Le procureur national antimafia, Giovanni Melillo, avait également souligné la nécessité de « tenir compte de l’extraordinaire vitalité des techniques de contournement de tous les contrôles liées à la capacité, non seulement de la criminalité organisée mafieuse, de se doter de technologies capables de préserver leur impénétrabilité: plateformes cryptées et recours au dark web pour les communications télématiques ordinaires, systèmes sophistiqués de surveillance électronique des zones d’intérêt, souci obsessionnel du secret des déplacements et des communications des hauts responsables des groupes criminels ».

Sur la même longueur d’onde, le procureur général de Palerme avait également exprimé son espoir d’une intervention législative rapide pour se conformer aux dangereuses violations de la réglementation :« Nous devons agir rapidement sur le front du dark web, qui stimule la voracité de Cosa Nostra et constitue un terrain fertile pour le trafic d’armes et le transfert de crypto-monnaies avec des dimensions inquiétantes ».

Questions critiques sur le plan juridique La Dia souligne que les récentes activités d’enquête menées par le Service central de la police judiciaire, ainsi que par les antennes territoriales de la Dia, « ont révélé une utilisation croissante des crypto-téléphones par des individus appartenant à des bandes criminelles organisées de Campanie, de Calabre et de Sicile, ainsi qu’à des matrices étrangères, en particulier albanaises ».

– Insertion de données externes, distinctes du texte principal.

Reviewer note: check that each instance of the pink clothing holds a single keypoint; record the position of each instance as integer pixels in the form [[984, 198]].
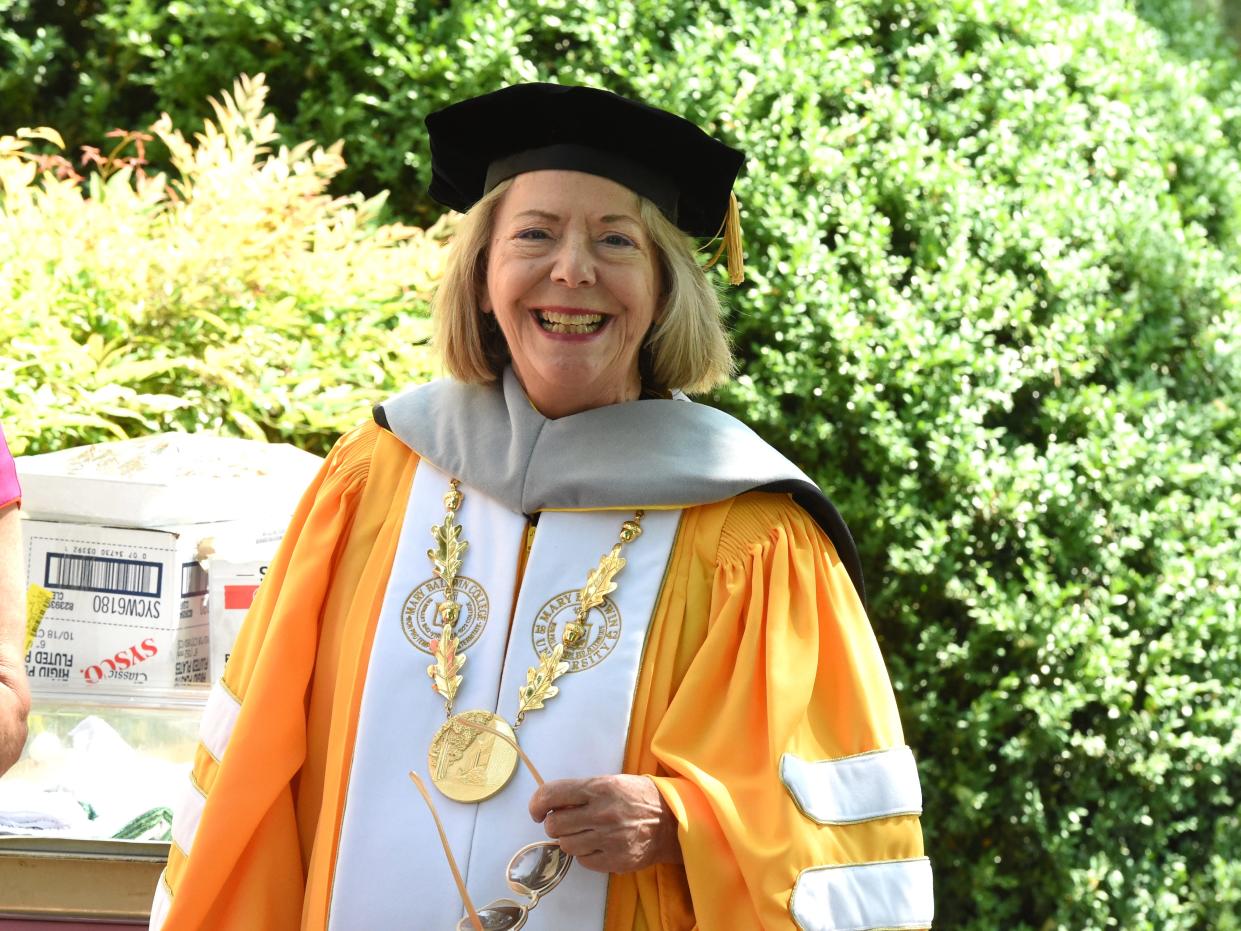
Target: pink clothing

Il a donc fallu remodeler les enquêtes « en prévoyant des activités d’enquête conformes à l’état de l’art et fonctionnelles pour mettre en œuvre des services d’écoute téléphonique capables de déchiffrer les conversations cryptées des suspects ». Une circonstance qui a toutefois mis en lumière des questions critiques au niveau juridique, donnant lieu à un effet domino qui affecte inévitablement les activités d’enquête passées, présentes et futures qui « doivent tenir compte des sources de preuves utiles partagées par les forces de police et les autorités judiciaires, mais qui proviennent d’acquisitions d’enquêtes dans d’autres pays de l’UE où, en matière de communications cryptées, une législation différente est en vigueur par rapport à notre pays et qui, pour cette raison, entrave involontairement la collecte de preuves utiles aux fins de la culpabilité de la personne faisant l’objet de l’enquête ».

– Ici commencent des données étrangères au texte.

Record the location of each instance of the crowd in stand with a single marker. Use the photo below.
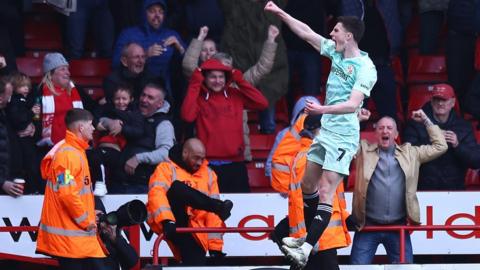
(147, 107)
(196, 69)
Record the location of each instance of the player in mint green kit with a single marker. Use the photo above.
(351, 79)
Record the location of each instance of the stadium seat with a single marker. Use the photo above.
(400, 112)
(412, 36)
(89, 72)
(44, 36)
(472, 179)
(423, 69)
(32, 67)
(477, 55)
(256, 177)
(281, 113)
(398, 70)
(261, 145)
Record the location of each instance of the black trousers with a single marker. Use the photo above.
(325, 259)
(232, 177)
(190, 250)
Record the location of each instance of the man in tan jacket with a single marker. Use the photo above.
(386, 186)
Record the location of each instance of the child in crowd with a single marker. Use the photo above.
(24, 116)
(118, 122)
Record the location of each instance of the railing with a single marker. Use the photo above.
(134, 236)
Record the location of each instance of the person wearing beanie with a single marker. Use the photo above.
(385, 191)
(159, 42)
(58, 95)
(217, 107)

Il s’agit donc d’un sujet épineux qui s’insinue dans le vide juridique qui voit, d’une part, « la nécessité pour les États membres de protéger leurs citoyens contre les traitements illicites de données susceptibles de porter atteinte à la jouissance des droits fondamentaux ; d’autre part, le respect de la vie privée, afin d’éviter les activités d’investigation aveugles qui peuvent également capter des conversations de tiers qui ne sont pas utiles ou qui sont inutiles ».

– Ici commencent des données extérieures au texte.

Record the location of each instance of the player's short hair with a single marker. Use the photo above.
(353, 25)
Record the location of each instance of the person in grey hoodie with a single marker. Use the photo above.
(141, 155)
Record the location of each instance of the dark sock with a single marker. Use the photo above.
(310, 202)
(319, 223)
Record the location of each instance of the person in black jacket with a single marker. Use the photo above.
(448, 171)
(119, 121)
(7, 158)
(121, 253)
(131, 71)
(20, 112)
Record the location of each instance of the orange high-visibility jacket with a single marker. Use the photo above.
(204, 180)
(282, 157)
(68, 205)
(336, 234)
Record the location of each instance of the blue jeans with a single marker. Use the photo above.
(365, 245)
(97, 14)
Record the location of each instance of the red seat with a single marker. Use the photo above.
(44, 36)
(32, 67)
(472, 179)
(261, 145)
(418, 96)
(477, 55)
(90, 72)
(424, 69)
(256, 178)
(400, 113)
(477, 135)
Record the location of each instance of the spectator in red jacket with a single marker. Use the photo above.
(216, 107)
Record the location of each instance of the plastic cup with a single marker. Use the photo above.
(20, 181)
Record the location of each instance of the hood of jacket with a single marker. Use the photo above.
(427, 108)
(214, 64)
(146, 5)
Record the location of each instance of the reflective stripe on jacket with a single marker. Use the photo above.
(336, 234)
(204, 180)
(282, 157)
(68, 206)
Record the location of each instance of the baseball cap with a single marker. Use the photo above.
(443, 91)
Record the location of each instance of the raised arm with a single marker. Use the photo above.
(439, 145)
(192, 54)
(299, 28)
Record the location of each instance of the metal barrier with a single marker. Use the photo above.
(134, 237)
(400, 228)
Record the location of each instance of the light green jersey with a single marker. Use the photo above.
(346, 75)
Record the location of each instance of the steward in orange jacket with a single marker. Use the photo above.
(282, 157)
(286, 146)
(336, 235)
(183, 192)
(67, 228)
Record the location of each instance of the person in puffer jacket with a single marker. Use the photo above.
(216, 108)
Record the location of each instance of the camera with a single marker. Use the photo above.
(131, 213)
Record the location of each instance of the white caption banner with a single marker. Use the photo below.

En résumé, le sujet est épineux et complexe et, pour ceux qui souhaitent s’y plonger, ce livre offre certainement des perspectives et des connaissances intéressantes.

Cependant, il ne faut pas commettre l’erreur de penser que le sujet est réservé aux initiés ou aux autorités d’investigation, car les victimes finales restent les citoyens et les entreprises, leur argent et leurs données.

Si l’on espère donc que les autorités renforceront leurs outils de défense, chacun d’entre nous, en particulier au sein d’une entreprise ou d’une organisation, devrait faire sa part en prenant davantage conscience des implications possibles de toute action entreprise en ligne.

Cela n’est possible que grâce à une formation de qualité, y compris une formation continue calquée sur les développements les plus avancés dans le cybermonde. Ce dernier, nous le savons maintenant, évolue et change constamment et une formation efficace doit suivre le rythme des risques quotidiens que nous prenons tous.